Jose Llanes, 83, had lived beside the Ermitaño Creek in San Juan City nearly all his life.
But he left the place Monday to start a new life in Muzon village in San Jose del Monte City, Bulacan province.
Sadness was written across his face as workmen began to demolish his shanty on A. Luna Street.
Asked if it was because he was leaving, he said: “Yes, I’m a bit sad, of course. This is where I built my memories, where I built my family.”
Llanes loaded his belongings on truck No. 24. After the truck and an orange government van that carried his daughter Josephine and his granddaughters, among other families, left for what was to be their new home in Bulacan, the former taxi driver sat down to rest, staring at the pieces of his old house piled up on the vehicle’s bed.
They brought back memories. He said he remembered when he and his first wife lived in that house in the years after martial law.
She died at 37 of a heart disease.
“So I married again,” Llanes said, adding that his second wife, Felicidad Martinez, also lived with him in that house in San Juan.
And that was where he went home after every day’s hard work on the road.
The sight of the still waters of the creek, he said, somehow soothed him, and made him forget he was tired.
Even after he became a traffic enforcer and a barangay guard years later, he said, the same sight never failed to calm him.
“It’s like there was something in it that made me feel peace,” he said.
Even the not-so-good memories were coming back, he said.
In 2009, during Tropical Storm “Ondoy,” he and his son Jose Jr., like other people in the flooded neighborhood, climbed to the roof of their house to wait for the rescue team to take them to higher ground.
“The water almost reached the roof. It was scary,” he said.
Llanes also described how his second wife died right at the front steps of their house in 2010 as she was washing herself.
She was 85 years old.
“I remember telling her to use a stool, but she didn’t listen,” he said.
Suddenly, he said, he heard a “boom,” and he saw his second wife lying on the floor.
He felt for heartbeat, he said.
“We rushed her to the hospital anyway. But she was dead,” he said, adding his second wife had a history of hypertension.
And then Llanes smiled and said it was no use dwelling in the past.
“I will always remember those things anyway,” he said.
Better life
What was important now was that he and his family had been given the chance to build a better life.
He said that although he was sad, he and his family were thankful the government was giving them a chance to have their own home away from danger.
“Why should I be sad, I guess. It’s a new house, a new everything for us,” he said.
Everyone on the creek followed the Llaneses to Bulacan. Even the barangay captain.
Barangay Salapan Chairman Patrocinio “Boy” de la Cruz admitted that the three-story house beside Ermitaño Creek where he had lived for more than
30 years would be torn down also within the week.
The structure stands along the 3-meter easement of the waterway, an area considered a danger zone by local authorities.
A poster that read “Warning: Danger Zone” was hung right in front of the structure as a reminder to bystanders that the area should not be frequented, especially during the heavy rains.
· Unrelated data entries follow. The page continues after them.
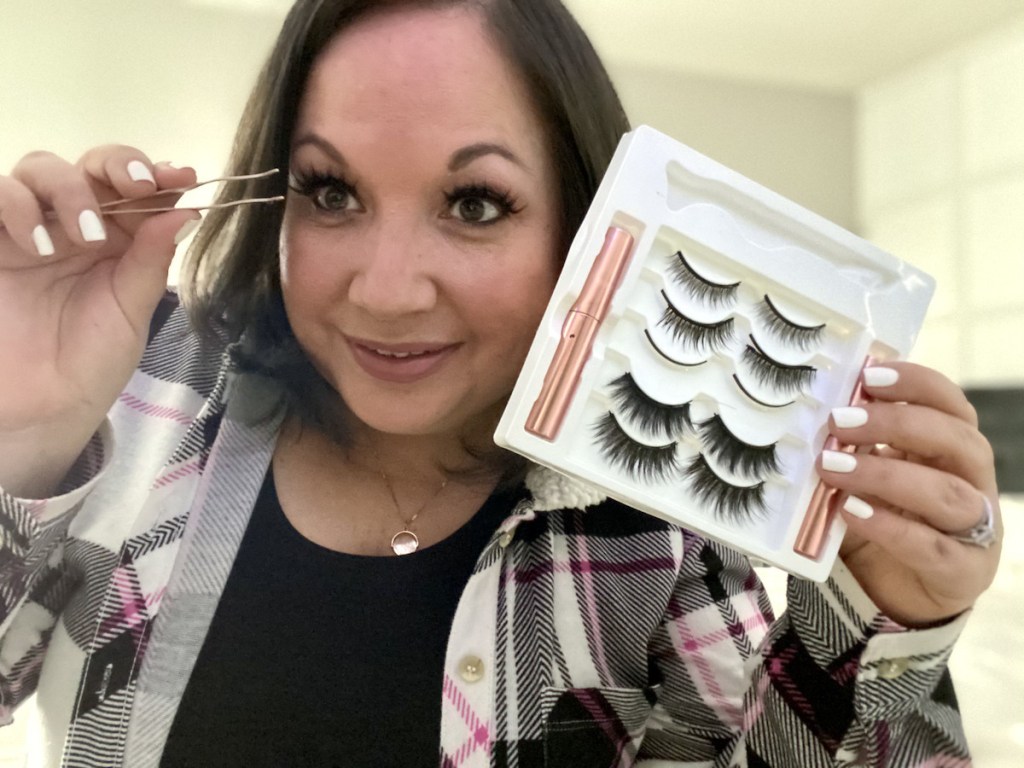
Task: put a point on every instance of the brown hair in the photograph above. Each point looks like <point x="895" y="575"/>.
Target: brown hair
<point x="231" y="275"/>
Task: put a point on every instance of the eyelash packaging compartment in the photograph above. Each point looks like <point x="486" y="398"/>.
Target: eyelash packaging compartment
<point x="700" y="332"/>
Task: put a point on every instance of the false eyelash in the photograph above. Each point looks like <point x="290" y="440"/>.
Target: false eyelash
<point x="778" y="376"/>
<point x="738" y="503"/>
<point x="701" y="336"/>
<point x="803" y="337"/>
<point x="740" y="457"/>
<point x="648" y="463"/>
<point x="671" y="359"/>
<point x="652" y="416"/>
<point x="751" y="396"/>
<point x="715" y="294"/>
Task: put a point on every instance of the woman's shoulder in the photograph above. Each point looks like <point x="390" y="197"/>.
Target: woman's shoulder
<point x="554" y="493"/>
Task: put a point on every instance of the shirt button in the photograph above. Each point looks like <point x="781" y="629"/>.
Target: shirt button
<point x="471" y="669"/>
<point x="890" y="669"/>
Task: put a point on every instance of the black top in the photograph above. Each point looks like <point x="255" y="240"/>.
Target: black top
<point x="316" y="657"/>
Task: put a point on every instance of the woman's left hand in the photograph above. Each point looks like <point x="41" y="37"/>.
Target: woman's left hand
<point x="925" y="481"/>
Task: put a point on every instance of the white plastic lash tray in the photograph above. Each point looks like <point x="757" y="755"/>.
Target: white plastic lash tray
<point x="700" y="332"/>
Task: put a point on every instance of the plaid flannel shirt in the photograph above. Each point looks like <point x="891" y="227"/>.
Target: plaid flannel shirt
<point x="588" y="635"/>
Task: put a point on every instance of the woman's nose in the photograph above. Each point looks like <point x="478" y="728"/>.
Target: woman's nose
<point x="392" y="274"/>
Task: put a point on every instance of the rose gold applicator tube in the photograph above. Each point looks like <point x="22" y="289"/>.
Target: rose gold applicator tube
<point x="817" y="519"/>
<point x="579" y="331"/>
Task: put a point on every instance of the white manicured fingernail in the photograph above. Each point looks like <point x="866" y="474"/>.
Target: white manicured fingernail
<point x="858" y="507"/>
<point x="189" y="226"/>
<point x="837" y="461"/>
<point x="91" y="226"/>
<point x="881" y="377"/>
<point x="848" y="418"/>
<point x="41" y="239"/>
<point x="139" y="171"/>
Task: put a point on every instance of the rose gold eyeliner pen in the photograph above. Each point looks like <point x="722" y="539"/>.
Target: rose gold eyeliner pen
<point x="817" y="519"/>
<point x="579" y="331"/>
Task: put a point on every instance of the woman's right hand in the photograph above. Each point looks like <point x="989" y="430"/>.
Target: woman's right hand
<point x="77" y="293"/>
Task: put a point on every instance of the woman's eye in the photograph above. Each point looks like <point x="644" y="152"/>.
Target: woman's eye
<point x="475" y="210"/>
<point x="333" y="199"/>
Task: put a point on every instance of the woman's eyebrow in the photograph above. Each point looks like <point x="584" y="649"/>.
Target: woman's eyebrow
<point x="313" y="139"/>
<point x="460" y="158"/>
<point x="465" y="156"/>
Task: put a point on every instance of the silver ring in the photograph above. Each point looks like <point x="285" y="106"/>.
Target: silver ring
<point x="982" y="534"/>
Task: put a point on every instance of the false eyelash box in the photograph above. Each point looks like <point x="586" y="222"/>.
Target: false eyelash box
<point x="694" y="378"/>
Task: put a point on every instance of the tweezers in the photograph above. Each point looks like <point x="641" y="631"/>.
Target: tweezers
<point x="113" y="207"/>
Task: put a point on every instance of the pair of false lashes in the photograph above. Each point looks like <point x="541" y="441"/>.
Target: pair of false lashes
<point x="714" y="337"/>
<point x="718" y="295"/>
<point x="659" y="463"/>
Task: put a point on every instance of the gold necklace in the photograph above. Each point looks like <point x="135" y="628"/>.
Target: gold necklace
<point x="406" y="542"/>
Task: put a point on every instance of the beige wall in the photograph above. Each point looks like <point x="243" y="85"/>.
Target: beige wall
<point x="167" y="77"/>
<point x="941" y="162"/>
<point x="798" y="142"/>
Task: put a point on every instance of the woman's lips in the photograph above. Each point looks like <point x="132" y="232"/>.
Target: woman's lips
<point x="401" y="364"/>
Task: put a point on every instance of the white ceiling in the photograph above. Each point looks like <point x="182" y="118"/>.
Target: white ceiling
<point x="826" y="44"/>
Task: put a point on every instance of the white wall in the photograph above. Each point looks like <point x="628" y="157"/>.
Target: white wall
<point x="941" y="184"/>
<point x="796" y="141"/>
<point x="163" y="75"/>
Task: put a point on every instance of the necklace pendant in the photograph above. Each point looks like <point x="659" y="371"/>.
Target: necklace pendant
<point x="404" y="543"/>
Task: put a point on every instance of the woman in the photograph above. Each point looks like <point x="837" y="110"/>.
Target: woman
<point x="209" y="577"/>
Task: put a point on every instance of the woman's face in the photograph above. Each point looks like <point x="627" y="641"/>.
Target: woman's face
<point x="421" y="231"/>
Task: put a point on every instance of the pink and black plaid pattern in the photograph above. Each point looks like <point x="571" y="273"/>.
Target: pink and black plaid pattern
<point x="608" y="638"/>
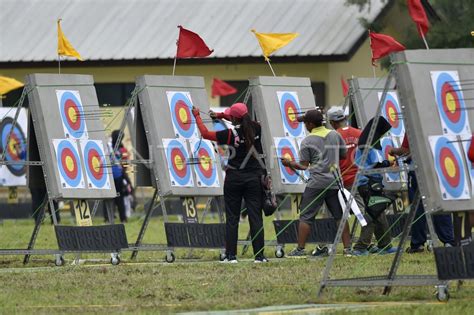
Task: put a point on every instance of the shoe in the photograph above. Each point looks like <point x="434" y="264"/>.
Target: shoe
<point x="391" y="250"/>
<point x="320" y="251"/>
<point x="359" y="252"/>
<point x="373" y="249"/>
<point x="415" y="250"/>
<point x="260" y="259"/>
<point x="297" y="253"/>
<point x="229" y="259"/>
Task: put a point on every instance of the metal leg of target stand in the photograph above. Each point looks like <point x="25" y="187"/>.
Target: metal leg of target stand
<point x="149" y="212"/>
<point x="406" y="229"/>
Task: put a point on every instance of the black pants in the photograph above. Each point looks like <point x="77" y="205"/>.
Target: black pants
<point x="243" y="185"/>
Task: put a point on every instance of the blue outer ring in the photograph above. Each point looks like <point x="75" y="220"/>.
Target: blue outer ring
<point x="184" y="133"/>
<point x="294" y="132"/>
<point x="100" y="183"/>
<point x="458" y="127"/>
<point x="74" y="133"/>
<point x="175" y="144"/>
<point x="208" y="181"/>
<point x="443" y="142"/>
<point x="73" y="182"/>
<point x="285" y="143"/>
<point x="399" y="131"/>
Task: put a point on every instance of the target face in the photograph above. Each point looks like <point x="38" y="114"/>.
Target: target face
<point x="205" y="163"/>
<point x="69" y="163"/>
<point x="16" y="146"/>
<point x="72" y="114"/>
<point x="449" y="167"/>
<point x="392" y="112"/>
<point x="450" y="102"/>
<point x="95" y="163"/>
<point x="290" y="110"/>
<point x="387" y="144"/>
<point x="183" y="120"/>
<point x="286" y="148"/>
<point x="177" y="158"/>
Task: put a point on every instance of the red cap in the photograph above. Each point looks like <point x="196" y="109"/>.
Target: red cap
<point x="237" y="110"/>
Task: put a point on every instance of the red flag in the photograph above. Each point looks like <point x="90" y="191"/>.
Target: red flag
<point x="418" y="14"/>
<point x="382" y="45"/>
<point x="190" y="45"/>
<point x="345" y="86"/>
<point x="221" y="88"/>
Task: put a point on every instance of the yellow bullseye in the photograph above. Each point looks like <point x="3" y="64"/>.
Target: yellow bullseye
<point x="72" y="114"/>
<point x="178" y="162"/>
<point x="69" y="163"/>
<point x="183" y="116"/>
<point x="450" y="167"/>
<point x="95" y="164"/>
<point x="450" y="102"/>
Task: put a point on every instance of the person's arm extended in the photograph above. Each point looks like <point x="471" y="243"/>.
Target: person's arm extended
<point x="205" y="133"/>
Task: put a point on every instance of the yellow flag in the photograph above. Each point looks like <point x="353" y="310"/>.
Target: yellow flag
<point x="64" y="46"/>
<point x="270" y="42"/>
<point x="9" y="84"/>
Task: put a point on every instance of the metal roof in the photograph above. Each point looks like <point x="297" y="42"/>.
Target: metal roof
<point x="146" y="29"/>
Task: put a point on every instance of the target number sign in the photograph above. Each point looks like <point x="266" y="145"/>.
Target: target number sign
<point x="95" y="164"/>
<point x="392" y="112"/>
<point x="83" y="213"/>
<point x="204" y="163"/>
<point x="286" y="148"/>
<point x="68" y="163"/>
<point x="449" y="99"/>
<point x="449" y="168"/>
<point x="177" y="158"/>
<point x="71" y="112"/>
<point x="290" y="110"/>
<point x="181" y="105"/>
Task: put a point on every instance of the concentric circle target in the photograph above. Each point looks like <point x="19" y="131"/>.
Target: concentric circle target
<point x="450" y="103"/>
<point x="15" y="147"/>
<point x="206" y="171"/>
<point x="449" y="167"/>
<point x="69" y="163"/>
<point x="290" y="110"/>
<point x="392" y="112"/>
<point x="72" y="114"/>
<point x="183" y="120"/>
<point x="178" y="163"/>
<point x="285" y="149"/>
<point x="94" y="160"/>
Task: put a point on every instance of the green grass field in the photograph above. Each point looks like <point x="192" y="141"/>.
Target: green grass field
<point x="197" y="282"/>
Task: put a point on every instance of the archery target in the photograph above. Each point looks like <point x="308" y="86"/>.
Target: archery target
<point x="449" y="168"/>
<point x="68" y="163"/>
<point x="95" y="164"/>
<point x="177" y="158"/>
<point x="450" y="102"/>
<point x="286" y="148"/>
<point x="392" y="112"/>
<point x="183" y="120"/>
<point x="204" y="163"/>
<point x="13" y="174"/>
<point x="72" y="114"/>
<point x="290" y="110"/>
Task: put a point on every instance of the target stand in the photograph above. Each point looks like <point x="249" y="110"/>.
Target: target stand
<point x="181" y="164"/>
<point x="66" y="138"/>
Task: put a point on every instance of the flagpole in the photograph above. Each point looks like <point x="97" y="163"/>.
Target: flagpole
<point x="423" y="36"/>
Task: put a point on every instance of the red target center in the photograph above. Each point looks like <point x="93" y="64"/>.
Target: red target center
<point x="449" y="167"/>
<point x="73" y="115"/>
<point x="94" y="163"/>
<point x="69" y="163"/>
<point x="183" y="115"/>
<point x="291" y="113"/>
<point x="450" y="99"/>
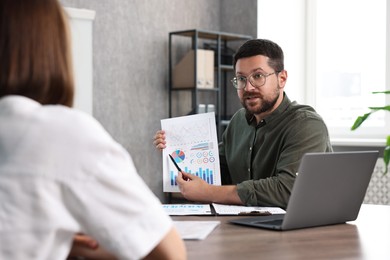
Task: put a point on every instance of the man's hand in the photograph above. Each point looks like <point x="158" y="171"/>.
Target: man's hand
<point x="159" y="140"/>
<point x="194" y="188"/>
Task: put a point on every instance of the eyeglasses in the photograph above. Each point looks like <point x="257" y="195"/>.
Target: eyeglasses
<point x="256" y="79"/>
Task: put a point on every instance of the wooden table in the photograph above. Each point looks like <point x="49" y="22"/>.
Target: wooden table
<point x="366" y="238"/>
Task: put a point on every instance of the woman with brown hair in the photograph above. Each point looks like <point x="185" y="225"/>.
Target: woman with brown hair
<point x="61" y="173"/>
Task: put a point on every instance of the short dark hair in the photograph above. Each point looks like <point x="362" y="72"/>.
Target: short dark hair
<point x="262" y="47"/>
<point x="35" y="51"/>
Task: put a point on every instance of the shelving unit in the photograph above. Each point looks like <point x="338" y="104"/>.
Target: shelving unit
<point x="217" y="95"/>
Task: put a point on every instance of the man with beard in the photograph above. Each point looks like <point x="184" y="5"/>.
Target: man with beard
<point x="262" y="146"/>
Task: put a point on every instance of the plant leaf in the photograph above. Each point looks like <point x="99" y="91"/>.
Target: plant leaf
<point x="360" y="120"/>
<point x="386" y="108"/>
<point x="386" y="158"/>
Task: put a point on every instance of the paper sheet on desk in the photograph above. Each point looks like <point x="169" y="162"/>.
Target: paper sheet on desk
<point x="193" y="144"/>
<point x="221" y="209"/>
<point x="187" y="209"/>
<point x="195" y="230"/>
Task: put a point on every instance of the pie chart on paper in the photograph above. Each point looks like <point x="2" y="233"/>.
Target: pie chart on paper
<point x="178" y="156"/>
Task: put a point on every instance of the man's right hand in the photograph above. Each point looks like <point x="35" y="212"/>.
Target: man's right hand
<point x="159" y="140"/>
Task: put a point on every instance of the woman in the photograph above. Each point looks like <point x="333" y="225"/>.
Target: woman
<point x="61" y="174"/>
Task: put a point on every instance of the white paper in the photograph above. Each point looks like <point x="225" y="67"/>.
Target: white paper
<point x="195" y="230"/>
<point x="221" y="209"/>
<point x="192" y="142"/>
<point x="187" y="209"/>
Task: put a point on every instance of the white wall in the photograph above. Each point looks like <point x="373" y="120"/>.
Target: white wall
<point x="81" y="35"/>
<point x="283" y="21"/>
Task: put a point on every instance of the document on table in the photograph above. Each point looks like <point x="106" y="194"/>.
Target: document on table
<point x="221" y="209"/>
<point x="193" y="144"/>
<point x="218" y="209"/>
<point x="187" y="209"/>
<point x="195" y="230"/>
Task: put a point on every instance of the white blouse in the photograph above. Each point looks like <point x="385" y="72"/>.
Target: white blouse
<point x="62" y="173"/>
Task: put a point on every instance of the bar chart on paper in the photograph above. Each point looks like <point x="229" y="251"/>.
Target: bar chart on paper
<point x="192" y="143"/>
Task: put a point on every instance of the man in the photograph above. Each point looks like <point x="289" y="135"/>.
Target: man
<point x="262" y="147"/>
“Of course, my family will follow and voluntarily relocate so we can set an example [to my constituents],” De la Cruz, who was helping tend to the first batch of informal-settler families to be relocated to the resettlement site in Muzon.
First batch
Ronaldo A. Lumbao, head of the city’s Urban Poor Affairs Office, said that of the 211 families that were included in a census conducted in the barangay, the 87 who complied with all the requirements—birth certificate, police clearance, pictures, among others—were the first to be relocated to the housing project.
Later in the day, however, one family opted to return to the province and proceeded with the process needed for a house in the relocation site, he said.
According to Lumbao, De la Cruz’s family was not included in the first batch because they had not submitted the birth certificate of a member.
“But it’s clear that his house is in the danger zone,” Lumbao said.
He said De la Cruz’s family and the remaining 123 others would be transferred to the resettlement area hopefully within the week.
Although his house was soon to be demolished, De la Cruz said he would have to stay behind to perform his duties as barangay chair.
He said he and his wife, Emma, would stay at his cousin’s house (which is out of the danger zone) in the same barangay.
He said they would just visit their children, who would leave for Muzon.
No more worries
Emma said leaving the house was the best option for their children. Now at least she would not worry about them every time it rained.
She was afraid of a repeat of their harrowing experience during Ondoy.
All three floors of their house were inundated, forcing them to flee to the roof.
While theirs was a “voluntary relocation,” De la Cruz’s daughter Emmilyn Caranza admitted that she felt a tinge of sadness every time she thought she was leaving the house where she grew up.
She said she would be leaving behind “many memories.”
“But [relocating] is what we need to do,” she said.